Professor Publishes Monograph on Newspaper Competition
May 6, 2009
Patrick Daley, associate professor of communication has published a monograph titled "Newspaper Competition and Public Spheres in New Hampshire in the Early Revolutionary Period" in Journalism Communication Monographs, Vol. 11, No. 1, Spring 2009.
The monograph is a case study of newspaper competition in New Hampshire between the province's official newspaper and the upstart Whig challenger in the period marked by contention over the Stamp Act (1765-1766) and over the tight oligarchical reign of the Wentworth family.
The case study is grounded in the civic republican tradition articulated by Bernard Bailyn and Gordon Wood as well as the revisionist scholarship since the 1960s that takes the role of the "little people" seriously.
It maintains that the competition between the two newspapers contributed to, and opened up, the public spaces in Portsmouth to a wider compass than might have been predicted if one follows the standard Habermasian argument for the development of a bourgeois public sphere.
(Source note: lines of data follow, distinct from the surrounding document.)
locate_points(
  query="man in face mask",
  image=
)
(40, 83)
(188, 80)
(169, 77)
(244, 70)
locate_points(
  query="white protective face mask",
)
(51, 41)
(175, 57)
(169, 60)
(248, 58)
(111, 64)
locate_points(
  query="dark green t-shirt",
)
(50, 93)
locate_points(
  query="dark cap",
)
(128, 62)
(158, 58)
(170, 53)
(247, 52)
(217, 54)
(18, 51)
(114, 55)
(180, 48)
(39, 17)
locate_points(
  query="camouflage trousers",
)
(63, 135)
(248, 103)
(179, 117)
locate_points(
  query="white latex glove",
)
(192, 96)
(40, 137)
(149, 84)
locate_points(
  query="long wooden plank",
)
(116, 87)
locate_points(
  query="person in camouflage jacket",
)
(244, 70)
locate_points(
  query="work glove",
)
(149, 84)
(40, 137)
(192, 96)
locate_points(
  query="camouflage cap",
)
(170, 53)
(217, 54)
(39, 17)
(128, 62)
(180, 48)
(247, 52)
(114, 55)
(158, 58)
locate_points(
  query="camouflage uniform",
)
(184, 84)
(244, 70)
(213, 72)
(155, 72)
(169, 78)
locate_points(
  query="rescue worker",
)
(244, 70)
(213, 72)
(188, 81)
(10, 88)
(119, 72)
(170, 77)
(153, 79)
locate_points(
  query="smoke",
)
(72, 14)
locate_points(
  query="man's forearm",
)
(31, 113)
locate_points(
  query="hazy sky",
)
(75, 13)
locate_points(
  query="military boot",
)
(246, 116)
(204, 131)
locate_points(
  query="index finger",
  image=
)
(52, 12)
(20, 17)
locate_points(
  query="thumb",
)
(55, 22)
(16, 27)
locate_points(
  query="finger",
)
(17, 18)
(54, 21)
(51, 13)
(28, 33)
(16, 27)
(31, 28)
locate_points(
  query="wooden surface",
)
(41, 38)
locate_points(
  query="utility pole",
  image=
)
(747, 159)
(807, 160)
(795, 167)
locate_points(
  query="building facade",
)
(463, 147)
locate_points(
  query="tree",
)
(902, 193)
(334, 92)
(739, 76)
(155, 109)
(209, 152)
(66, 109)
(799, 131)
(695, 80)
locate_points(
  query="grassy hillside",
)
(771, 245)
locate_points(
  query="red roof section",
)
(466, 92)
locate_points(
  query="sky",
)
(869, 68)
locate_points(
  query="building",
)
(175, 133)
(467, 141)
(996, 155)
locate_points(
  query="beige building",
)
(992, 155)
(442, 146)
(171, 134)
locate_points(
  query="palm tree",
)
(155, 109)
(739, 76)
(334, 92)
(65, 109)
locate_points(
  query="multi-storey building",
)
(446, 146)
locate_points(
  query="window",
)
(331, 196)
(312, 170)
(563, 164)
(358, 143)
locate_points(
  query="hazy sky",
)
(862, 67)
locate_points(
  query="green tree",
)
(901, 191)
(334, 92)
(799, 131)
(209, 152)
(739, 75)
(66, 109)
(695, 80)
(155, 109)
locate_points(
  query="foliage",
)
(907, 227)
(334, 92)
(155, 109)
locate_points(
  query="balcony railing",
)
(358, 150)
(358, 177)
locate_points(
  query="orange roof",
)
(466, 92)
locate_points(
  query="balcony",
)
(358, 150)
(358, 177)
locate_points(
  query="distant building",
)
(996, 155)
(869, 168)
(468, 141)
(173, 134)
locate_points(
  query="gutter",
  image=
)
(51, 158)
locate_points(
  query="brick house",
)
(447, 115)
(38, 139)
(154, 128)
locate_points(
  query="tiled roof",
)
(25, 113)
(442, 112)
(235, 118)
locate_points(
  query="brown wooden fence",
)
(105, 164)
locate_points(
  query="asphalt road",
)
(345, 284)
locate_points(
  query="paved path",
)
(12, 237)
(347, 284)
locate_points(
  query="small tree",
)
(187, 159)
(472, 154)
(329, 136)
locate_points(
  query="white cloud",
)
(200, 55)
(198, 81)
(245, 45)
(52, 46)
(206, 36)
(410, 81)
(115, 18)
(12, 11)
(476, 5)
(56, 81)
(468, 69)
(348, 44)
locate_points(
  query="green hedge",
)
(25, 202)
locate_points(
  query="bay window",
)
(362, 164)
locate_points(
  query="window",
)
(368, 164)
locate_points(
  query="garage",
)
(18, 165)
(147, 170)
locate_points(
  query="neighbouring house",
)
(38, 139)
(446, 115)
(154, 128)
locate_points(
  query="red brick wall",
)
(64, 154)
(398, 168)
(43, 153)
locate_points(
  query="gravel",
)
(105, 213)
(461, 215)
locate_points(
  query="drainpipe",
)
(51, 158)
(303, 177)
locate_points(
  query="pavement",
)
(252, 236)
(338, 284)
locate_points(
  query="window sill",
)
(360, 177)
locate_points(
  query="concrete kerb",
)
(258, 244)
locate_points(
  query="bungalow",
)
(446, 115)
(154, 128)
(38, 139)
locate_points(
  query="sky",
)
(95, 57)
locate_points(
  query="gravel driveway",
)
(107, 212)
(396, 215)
In part, these more diverse public spheres grew out of a staple of ritualized communication speeches at both the local and intercolonial levels.
The paper traces the provenance of these reports to the rough music of the colonists' English ancestors so beautifully articulated by E.P. Thompson. The Whig challenger also championed a rollicking and irreverent, rhetorical epistolary form that involved status reversals and mocked deference in a highly amusing yet serious, manner.
The monograph is available in microfilm format at both the Dimond Library and the Portsmouth Athenaeum.